Environmental Conditions

Office

Job Description

At Thermo Fisher Scientific, you’ll discover meaningful work that makes a positive impact on a global scale. Join our colleagues in bringing our Mission to life – To enable our customers to make the world healthier, cleaner and safer. We provide our teams with the resources needed to achieve individual career goals while taking science a step beyond through research, development and delivery of life-changing therapies. As part of our clinical research portfolio, our CorEvitas evidence-based solutions specialize in generating data intelligence and clinical insights needed to bring safe and effective treatments to market. Your objectivity and dedication to patient safety will improve health outcomes that people and communities depend on – now and in the future.

Location/Division Specific Information

#CorEvitas

Discover Impactful Work:

As part of the Clinical Data Management (CDM) team, the EDC (Electronic Data Capture) Programmer is responsible for the design, programming, compliance, and standardization of new and amended EDC database builds for multiple observational registries in a variety of therapeutic areas.
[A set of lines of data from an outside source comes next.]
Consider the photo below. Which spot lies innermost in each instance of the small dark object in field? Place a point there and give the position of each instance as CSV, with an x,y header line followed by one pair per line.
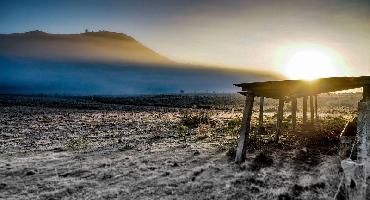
x,y
166,173
175,164
261,161
284,196
297,190
196,173
231,152
58,149
255,190
308,156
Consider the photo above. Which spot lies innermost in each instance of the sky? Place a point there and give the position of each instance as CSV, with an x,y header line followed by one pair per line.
x,y
240,33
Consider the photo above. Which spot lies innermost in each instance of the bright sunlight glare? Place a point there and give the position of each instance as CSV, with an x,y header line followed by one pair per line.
x,y
309,61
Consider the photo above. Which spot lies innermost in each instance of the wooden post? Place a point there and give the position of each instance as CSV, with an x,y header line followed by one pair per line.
x,y
312,110
317,116
294,113
279,118
304,109
244,130
366,93
260,125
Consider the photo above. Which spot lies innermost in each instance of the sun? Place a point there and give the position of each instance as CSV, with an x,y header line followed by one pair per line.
x,y
308,62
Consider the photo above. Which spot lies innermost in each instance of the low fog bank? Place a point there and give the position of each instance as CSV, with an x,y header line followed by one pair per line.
x,y
31,76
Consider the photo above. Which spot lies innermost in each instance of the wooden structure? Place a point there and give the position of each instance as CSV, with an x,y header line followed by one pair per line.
x,y
290,90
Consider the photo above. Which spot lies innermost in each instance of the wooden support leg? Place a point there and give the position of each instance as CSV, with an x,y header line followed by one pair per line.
x,y
312,110
304,110
279,119
260,125
294,113
244,130
317,116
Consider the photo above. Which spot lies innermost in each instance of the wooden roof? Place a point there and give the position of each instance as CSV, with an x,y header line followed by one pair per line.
x,y
300,88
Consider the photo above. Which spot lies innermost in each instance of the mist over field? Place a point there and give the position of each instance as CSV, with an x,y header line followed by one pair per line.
x,y
103,63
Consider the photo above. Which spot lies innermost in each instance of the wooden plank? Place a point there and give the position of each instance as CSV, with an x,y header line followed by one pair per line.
x,y
244,130
294,113
366,92
304,102
260,125
300,88
312,109
280,116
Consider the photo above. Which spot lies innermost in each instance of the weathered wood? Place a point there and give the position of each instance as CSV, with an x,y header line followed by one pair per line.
x,y
260,125
279,119
312,109
294,113
316,113
244,130
304,102
366,92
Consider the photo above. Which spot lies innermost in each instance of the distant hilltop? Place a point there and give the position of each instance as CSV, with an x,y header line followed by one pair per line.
x,y
101,46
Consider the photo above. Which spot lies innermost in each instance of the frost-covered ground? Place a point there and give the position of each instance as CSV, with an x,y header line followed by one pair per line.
x,y
134,152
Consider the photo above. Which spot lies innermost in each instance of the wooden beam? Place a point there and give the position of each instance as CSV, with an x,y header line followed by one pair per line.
x,y
260,125
279,119
312,109
316,114
304,102
244,130
294,113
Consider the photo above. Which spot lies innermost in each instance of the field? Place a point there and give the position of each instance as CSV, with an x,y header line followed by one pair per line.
x,y
165,147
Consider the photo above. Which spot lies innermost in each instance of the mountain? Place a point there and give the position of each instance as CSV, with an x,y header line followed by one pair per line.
x,y
104,63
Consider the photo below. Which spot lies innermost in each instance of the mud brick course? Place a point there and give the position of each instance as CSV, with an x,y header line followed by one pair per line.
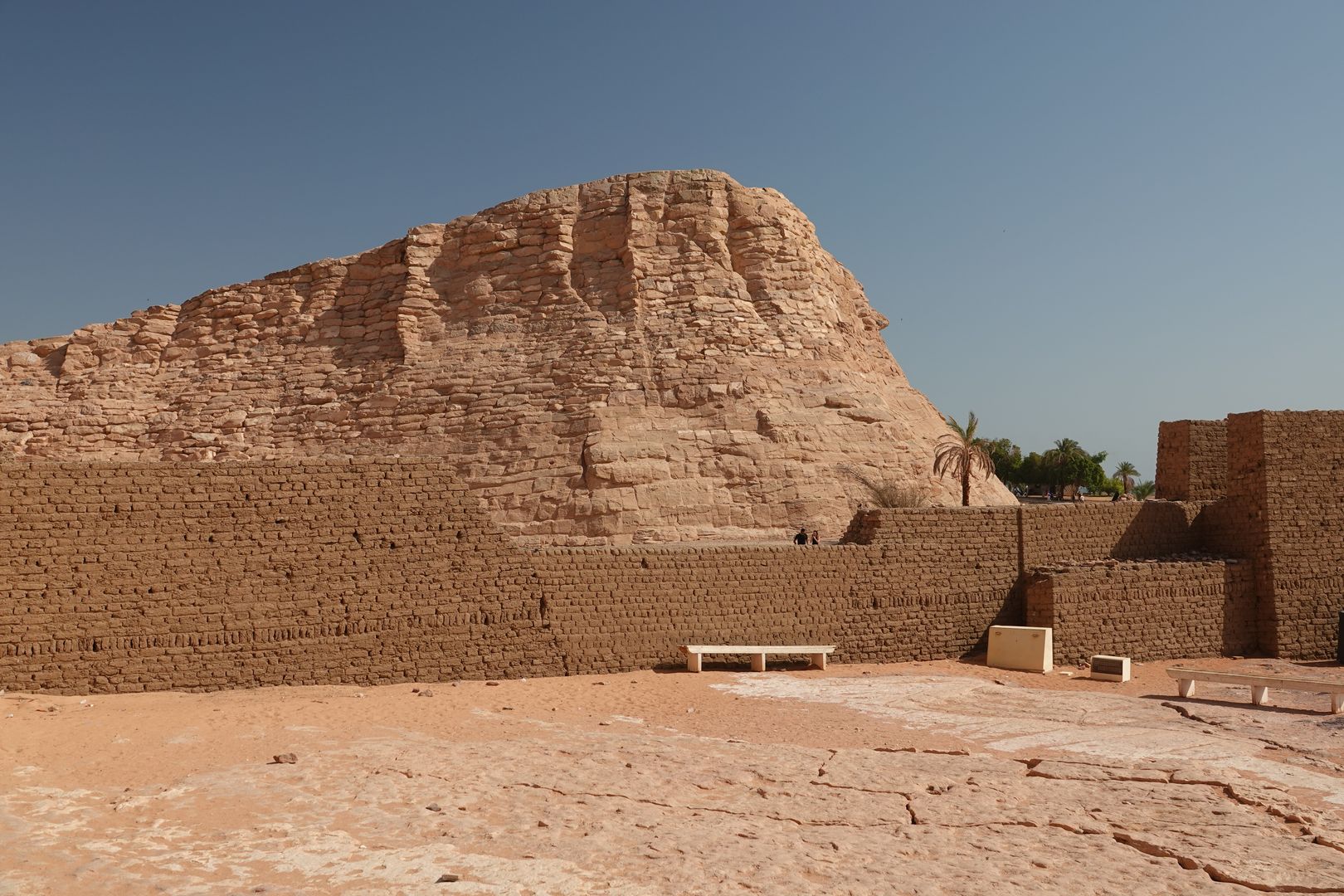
x,y
130,577
1191,460
123,577
1288,490
1164,609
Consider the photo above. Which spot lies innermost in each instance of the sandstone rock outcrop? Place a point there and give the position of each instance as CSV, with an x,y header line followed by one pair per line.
x,y
655,356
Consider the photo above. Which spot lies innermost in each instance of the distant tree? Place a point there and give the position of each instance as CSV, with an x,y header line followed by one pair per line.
x,y
962,453
884,494
1127,473
1007,460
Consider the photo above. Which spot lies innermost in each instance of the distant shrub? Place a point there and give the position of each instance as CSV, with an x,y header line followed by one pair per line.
x,y
884,494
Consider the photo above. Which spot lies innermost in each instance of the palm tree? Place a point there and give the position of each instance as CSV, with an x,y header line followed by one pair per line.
x,y
1127,473
1064,455
960,453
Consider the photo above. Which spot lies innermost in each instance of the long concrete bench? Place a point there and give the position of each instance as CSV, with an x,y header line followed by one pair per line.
x,y
817,653
1259,685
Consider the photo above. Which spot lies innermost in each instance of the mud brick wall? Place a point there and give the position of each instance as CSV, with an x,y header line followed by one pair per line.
x,y
1157,610
1296,492
1191,460
1124,529
928,586
123,577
The individual works closely with registry build team to coordinate the transformation and development of select outcome measures, adverse events of interest, and other data elements into electronic case report forms (eCRFs). Experience designing and/or programming in industry recognized EDC platform, required; Zelta is preferred.

A day in the Life:

• Zelta is preferred.

ESSENTIAL FUNCTIONS

• Analyze the content of CRF prototypes to determine and recommend designs and layouts for new builds or revisions to an existing database.

• Work on complex study builds where an analysis of database requirements calls for an in-depth knowledge of the company.

• Create EDC design specifications that include the data dictionary, event definitions, electronic consent, branching logic, edit checks, advanced query rules, calculated fields, and dynamic form and event rules.

• Configure and optimize multiple patient user interfaces to support different modes of data collection (mobile device or tablet, laptop/desktop computer)

• Develop test scripts and coordinate EDC user acceptance testing (UAT) to ensure accuracy of database structure, content, and validation controls based on the original specifications.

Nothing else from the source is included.